In order to implement the SPIMI process, the theory given in these docs by The Stanford Natural Language Processing Group was used.
- Python 3.11
- Basic understanding of REST APIs and Python scripting.
To correctly use this project and see how it works you should follow these steps:
-
Clone the Project:
git clone https://github.com/NicolasArroyo/spimi-ranked-retrieval
-
Install Dependencies:
cd spimi-ranked-retrieval pip install -r requirements.txt
-
Environment Setup:
-
Create a
.env
file with the following content.

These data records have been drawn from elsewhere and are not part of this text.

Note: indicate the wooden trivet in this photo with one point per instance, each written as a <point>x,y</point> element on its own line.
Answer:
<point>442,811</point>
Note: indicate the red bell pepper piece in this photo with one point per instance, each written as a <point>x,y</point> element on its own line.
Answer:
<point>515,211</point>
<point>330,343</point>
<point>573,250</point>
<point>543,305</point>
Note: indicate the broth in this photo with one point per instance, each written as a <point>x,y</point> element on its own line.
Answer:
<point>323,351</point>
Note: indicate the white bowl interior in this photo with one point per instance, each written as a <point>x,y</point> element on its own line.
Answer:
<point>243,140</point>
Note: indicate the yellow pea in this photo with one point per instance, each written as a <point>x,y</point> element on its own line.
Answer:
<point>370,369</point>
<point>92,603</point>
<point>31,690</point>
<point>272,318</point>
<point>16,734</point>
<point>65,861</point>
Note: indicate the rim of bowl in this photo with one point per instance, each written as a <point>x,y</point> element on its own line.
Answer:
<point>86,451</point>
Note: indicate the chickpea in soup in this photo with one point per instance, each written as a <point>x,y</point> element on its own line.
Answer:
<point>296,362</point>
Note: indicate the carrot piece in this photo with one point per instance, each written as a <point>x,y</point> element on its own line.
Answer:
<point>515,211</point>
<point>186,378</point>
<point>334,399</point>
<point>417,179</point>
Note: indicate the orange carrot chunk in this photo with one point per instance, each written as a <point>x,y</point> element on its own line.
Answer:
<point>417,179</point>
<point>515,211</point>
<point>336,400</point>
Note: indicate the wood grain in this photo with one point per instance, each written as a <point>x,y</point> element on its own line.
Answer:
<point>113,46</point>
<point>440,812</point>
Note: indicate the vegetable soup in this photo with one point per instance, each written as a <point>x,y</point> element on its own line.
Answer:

AdjustPAGE_SIZE
as needed.PAGE_SIZE=4096
-
-
Index Generation (Optional):
-
Modify the token stream source in
generate_index()
withinindex_generator.py
. -
Run the script:
python3 index_generator.py
-
Note: A pre-loaded index with 16k songs is provided.
-
-
Running the API:
uvicorn api:app --host 0.0.0.0 --port 3000
-
Query for Artist:
POST localhost:3000/api/index Content-Type: application/json { "query": "Weeknd", "k": 3 }
{ "doc0": { "score": 7.889683586827221, "id": "3Dt75NjLThmoBTp5wQC7g7", "name": "Same Old Song", "artist": "The Weeknd", "album_name": "Trilogy" }, "doc1": { "score": 3.9448417934136106, "id": "00NAQYOP4AmWR549nnYJZu", "name": "Secrets", "artist": "The Weeknd", "album_name": "Starboy" }, "doc2": { "score": 3.9448417934136106, "id": "0dcf0L6F1LUA1nE2zWH4J2", "name": "The Party & The After Party", "artist": "The Weeknd", "album_name": "Trilogy" } }
-
Query for Lyrics:
POST localhost:3000/api/index Content-Type: application/json { "query": "Pour some sugar on me", "k": 2 }
{ "doc0": { "score": 431.1133029364177, "id": "0PdM2a6oIjqepoEfcJo0RO", "name": "Pour Some Sugar On Me - Remastered 2017", "artist": "Def Leppard", "album_name": "Hysteria (Super Deluxe)" }, "doc1": { "score": 413.0929137110803, "id": "1e9oZCCiX42nJl0AcqriVo", "name": "Watermelon Sugar", "artist": "Harry Styles", "album_name": "Watermelon Sugar" } }
This project is licensed under the MIT License.